I'm planning to do a VF-6 Wildcat (March 1942 with the comically oversized roundels. I love the dark humor behind it them, especially the fact that _Enterprise's_ aircrews took the oversized markings to an extreme). I can go with the kit markings, but I'd thought it might be more interesting to do McClusky's bird from before he became CAG of the _Enterprise_ air group. However I haven't been able to find much on his aircraft (granted, I know the Navy didn't really have "assigned" fighters the way the USAAF did).

For the P-51, has anyone seen any of the old Jerry Rutman 1/32 resin P-51B kits floating around? It sounds like every other kit leaves far too much to be desired, as the Trumpeter is some sort of bizarre Frankenstein with a P-51D, and the Revell is...well...a Revell.

I was also thinking of setting up the P-51 in a scene with the ground crew working on harmonizing the guns, so I'd also be interested in any information on how the tail of the plane was actually lifted to facilitate this. Would they have just lifted the tail with a sling from a truck, or used something else?

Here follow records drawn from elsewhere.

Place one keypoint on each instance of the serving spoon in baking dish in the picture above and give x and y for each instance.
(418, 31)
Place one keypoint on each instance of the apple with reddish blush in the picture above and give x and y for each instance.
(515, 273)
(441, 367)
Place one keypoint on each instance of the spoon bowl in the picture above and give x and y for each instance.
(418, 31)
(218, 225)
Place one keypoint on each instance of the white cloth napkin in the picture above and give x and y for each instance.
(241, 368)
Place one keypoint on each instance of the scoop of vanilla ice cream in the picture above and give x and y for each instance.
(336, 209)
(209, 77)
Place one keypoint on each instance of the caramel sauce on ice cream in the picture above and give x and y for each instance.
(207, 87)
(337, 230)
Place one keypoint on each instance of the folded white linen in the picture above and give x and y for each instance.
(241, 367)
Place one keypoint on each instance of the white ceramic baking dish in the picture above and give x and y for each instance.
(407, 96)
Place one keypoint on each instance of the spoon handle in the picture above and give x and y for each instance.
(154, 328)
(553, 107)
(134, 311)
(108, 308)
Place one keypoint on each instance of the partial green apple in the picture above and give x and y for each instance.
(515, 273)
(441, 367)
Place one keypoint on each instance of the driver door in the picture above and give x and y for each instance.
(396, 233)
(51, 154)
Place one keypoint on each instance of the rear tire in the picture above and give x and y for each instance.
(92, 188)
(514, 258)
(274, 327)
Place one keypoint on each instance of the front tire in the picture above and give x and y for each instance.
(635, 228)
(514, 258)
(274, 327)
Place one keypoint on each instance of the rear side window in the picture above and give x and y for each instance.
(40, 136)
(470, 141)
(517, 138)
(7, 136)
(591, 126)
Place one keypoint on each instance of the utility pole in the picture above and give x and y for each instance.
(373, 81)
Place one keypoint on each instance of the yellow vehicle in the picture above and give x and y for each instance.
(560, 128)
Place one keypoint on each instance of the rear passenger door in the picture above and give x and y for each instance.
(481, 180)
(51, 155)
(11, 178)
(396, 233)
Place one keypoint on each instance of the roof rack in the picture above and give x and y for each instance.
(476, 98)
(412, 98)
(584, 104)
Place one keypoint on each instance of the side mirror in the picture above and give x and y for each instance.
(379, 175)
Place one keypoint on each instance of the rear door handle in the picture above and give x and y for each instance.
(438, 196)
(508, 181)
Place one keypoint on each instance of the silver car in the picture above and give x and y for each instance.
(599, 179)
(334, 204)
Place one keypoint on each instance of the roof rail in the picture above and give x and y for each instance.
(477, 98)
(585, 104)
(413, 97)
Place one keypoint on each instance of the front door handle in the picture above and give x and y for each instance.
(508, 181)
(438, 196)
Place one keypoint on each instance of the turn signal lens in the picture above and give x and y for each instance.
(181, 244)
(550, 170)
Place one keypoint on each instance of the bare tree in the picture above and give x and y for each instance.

Thanks in advance for any recommendations!


----------



## TheAircraftBuilder (Jul 29, 2020)

I may be able to help in the first area and definitely in your second query.

M2s were fired using electrical solenoids when mounted in wings, etc. I recall most later US types had gone to electrical firing by the time of the P-51 although I'm happy to be proven wrong! 50 cals are fed and cycled via mechanical recoil action - e.g. not requiring external power to feed rounds into the gun. 

As for jacking the mustang up for setting up convergence they might use a tail jack like the one pictured here.




You see a similar set up with most tail-draggers in most airforces. If they were wanting to be particularly accurate they would have the wings supported by jacks also (e.g none of the landing gear wheels touching the deck). 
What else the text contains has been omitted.